During brewing, I had 2 boil overs, very short, just lost a few floating hops, nothing major.

I cooled the wort to 65deg, aerated it and poured it in a carboy to aerate it further. I took a gravity reading of 1.032 for a recipe with 8lbs of malt! Could this be from the aerating or from the fact that I took it from the top of a carboy that had been settling for about 10min it was estimated that the gravity was suppose to be ~1.070.

So I set up a blow off for it and wake up this morning 10 hours later and there is almost no activity going on inside the fermentor, very slow fermentation. Is this from the starter sitting so long?
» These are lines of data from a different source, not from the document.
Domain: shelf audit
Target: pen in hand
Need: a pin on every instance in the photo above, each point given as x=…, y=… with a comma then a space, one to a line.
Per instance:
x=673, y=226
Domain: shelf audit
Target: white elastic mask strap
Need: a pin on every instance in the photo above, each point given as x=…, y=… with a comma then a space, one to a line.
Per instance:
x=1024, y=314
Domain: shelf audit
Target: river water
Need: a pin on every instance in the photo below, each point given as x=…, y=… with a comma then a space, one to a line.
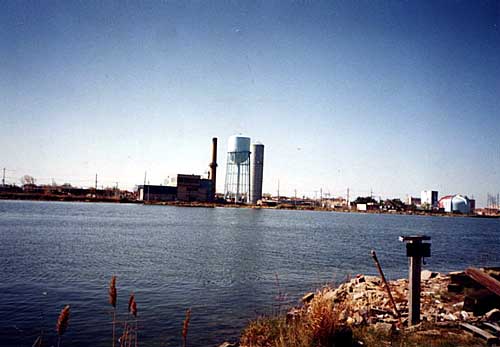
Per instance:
x=227, y=265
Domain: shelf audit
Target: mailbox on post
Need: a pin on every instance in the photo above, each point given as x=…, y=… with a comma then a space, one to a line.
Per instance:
x=415, y=250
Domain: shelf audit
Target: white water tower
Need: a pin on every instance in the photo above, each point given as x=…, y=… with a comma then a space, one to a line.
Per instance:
x=237, y=187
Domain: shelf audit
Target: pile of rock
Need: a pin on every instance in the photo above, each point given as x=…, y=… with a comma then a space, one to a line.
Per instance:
x=366, y=301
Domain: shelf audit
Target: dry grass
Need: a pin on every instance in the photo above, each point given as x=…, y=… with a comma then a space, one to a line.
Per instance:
x=317, y=324
x=429, y=336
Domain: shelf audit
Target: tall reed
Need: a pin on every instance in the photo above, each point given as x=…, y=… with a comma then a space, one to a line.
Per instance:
x=62, y=323
x=185, y=327
x=112, y=300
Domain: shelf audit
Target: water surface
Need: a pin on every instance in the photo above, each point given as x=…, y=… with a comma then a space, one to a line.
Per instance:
x=220, y=262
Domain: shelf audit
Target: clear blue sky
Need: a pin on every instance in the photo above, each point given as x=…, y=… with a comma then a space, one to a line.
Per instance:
x=394, y=96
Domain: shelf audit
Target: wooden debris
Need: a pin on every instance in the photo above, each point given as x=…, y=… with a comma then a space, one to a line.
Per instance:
x=490, y=338
x=492, y=326
x=484, y=279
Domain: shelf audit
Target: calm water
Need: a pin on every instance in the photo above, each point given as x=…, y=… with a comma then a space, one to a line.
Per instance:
x=222, y=263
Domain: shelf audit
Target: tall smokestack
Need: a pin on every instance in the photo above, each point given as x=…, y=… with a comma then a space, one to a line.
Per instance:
x=256, y=172
x=213, y=169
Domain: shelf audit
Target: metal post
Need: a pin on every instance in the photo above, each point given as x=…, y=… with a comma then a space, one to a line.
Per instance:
x=415, y=250
x=414, y=288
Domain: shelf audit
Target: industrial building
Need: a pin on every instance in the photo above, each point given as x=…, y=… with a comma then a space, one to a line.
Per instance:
x=456, y=204
x=429, y=198
x=243, y=184
x=186, y=188
x=244, y=170
x=256, y=172
x=156, y=193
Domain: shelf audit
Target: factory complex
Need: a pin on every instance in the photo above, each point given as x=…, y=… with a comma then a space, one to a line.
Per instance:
x=243, y=182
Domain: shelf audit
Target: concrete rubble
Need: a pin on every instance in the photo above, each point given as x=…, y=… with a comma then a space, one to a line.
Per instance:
x=367, y=302
x=448, y=301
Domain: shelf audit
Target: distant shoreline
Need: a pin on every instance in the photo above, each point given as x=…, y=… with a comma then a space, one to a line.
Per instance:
x=66, y=198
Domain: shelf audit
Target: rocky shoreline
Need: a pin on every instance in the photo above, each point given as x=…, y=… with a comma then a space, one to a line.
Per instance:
x=453, y=306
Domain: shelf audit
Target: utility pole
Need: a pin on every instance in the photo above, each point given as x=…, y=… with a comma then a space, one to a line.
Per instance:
x=278, y=191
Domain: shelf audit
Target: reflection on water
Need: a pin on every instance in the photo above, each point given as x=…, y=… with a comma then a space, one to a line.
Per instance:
x=221, y=262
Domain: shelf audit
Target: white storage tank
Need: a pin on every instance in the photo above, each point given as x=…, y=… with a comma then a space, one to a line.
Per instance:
x=239, y=147
x=460, y=204
x=256, y=172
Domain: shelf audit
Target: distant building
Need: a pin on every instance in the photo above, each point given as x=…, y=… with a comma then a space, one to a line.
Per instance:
x=413, y=201
x=429, y=198
x=156, y=193
x=456, y=204
x=371, y=206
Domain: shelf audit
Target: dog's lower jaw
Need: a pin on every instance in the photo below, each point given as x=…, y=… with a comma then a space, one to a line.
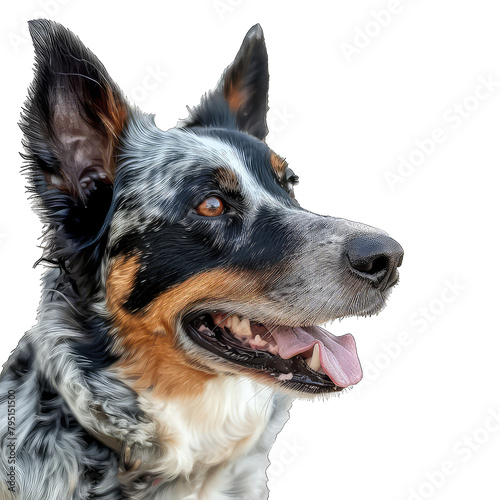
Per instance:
x=215, y=444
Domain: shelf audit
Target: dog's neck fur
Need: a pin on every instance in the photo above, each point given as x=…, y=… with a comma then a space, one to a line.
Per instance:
x=202, y=445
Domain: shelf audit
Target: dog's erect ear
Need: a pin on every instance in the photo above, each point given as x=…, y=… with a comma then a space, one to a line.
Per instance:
x=72, y=120
x=245, y=84
x=242, y=91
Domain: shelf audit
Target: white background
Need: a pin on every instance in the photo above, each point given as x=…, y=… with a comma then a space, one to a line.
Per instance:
x=342, y=123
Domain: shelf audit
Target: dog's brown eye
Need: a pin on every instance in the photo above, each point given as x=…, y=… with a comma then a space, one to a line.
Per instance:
x=211, y=207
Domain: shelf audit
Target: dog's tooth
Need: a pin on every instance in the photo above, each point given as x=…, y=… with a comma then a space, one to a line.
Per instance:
x=314, y=362
x=259, y=342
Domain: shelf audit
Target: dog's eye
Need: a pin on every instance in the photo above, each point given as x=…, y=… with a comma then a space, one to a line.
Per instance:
x=211, y=207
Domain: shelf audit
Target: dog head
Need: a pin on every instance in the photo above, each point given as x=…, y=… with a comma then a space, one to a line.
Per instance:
x=192, y=237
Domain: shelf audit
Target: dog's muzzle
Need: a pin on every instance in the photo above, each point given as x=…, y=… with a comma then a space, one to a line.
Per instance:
x=375, y=258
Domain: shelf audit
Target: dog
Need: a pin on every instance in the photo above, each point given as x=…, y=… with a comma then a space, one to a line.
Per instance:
x=183, y=291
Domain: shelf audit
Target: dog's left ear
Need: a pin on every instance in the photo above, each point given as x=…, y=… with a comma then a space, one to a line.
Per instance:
x=242, y=91
x=73, y=118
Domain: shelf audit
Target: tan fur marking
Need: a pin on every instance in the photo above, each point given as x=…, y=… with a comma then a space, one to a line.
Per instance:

For a batch that I had thought to be my most perfectly brewed one yet, I'm seeing anomalies. Anyone want to confirm or give me their opinions as to why things are acting the way they are?

Also I have about 4 oz of hops in the carboy from the first wort/boil/steep. If it sits at the bottom of this carboy for 2 weeks are they going to act like dry hopping? Should I rack the beer off of it sooner rather than later?
 
I have 3 batches currently fermenting, all using starters. The first 2 batches started fermenting within 12 hours of pitching, but the 3rd one took 24 hours. RDWADAHB. :mug:
 
I cooled the wort to 65deg, aerated it and poured it in a carboy to aerate it further. I took a gravity reading of 1.032 for a recipe with 8lbs of malt! Could this be from the aerating or from the fact that I took it from the top of a carboy that had been settling for about 10min it was estimated that the gravity was suppose to be ~1.070.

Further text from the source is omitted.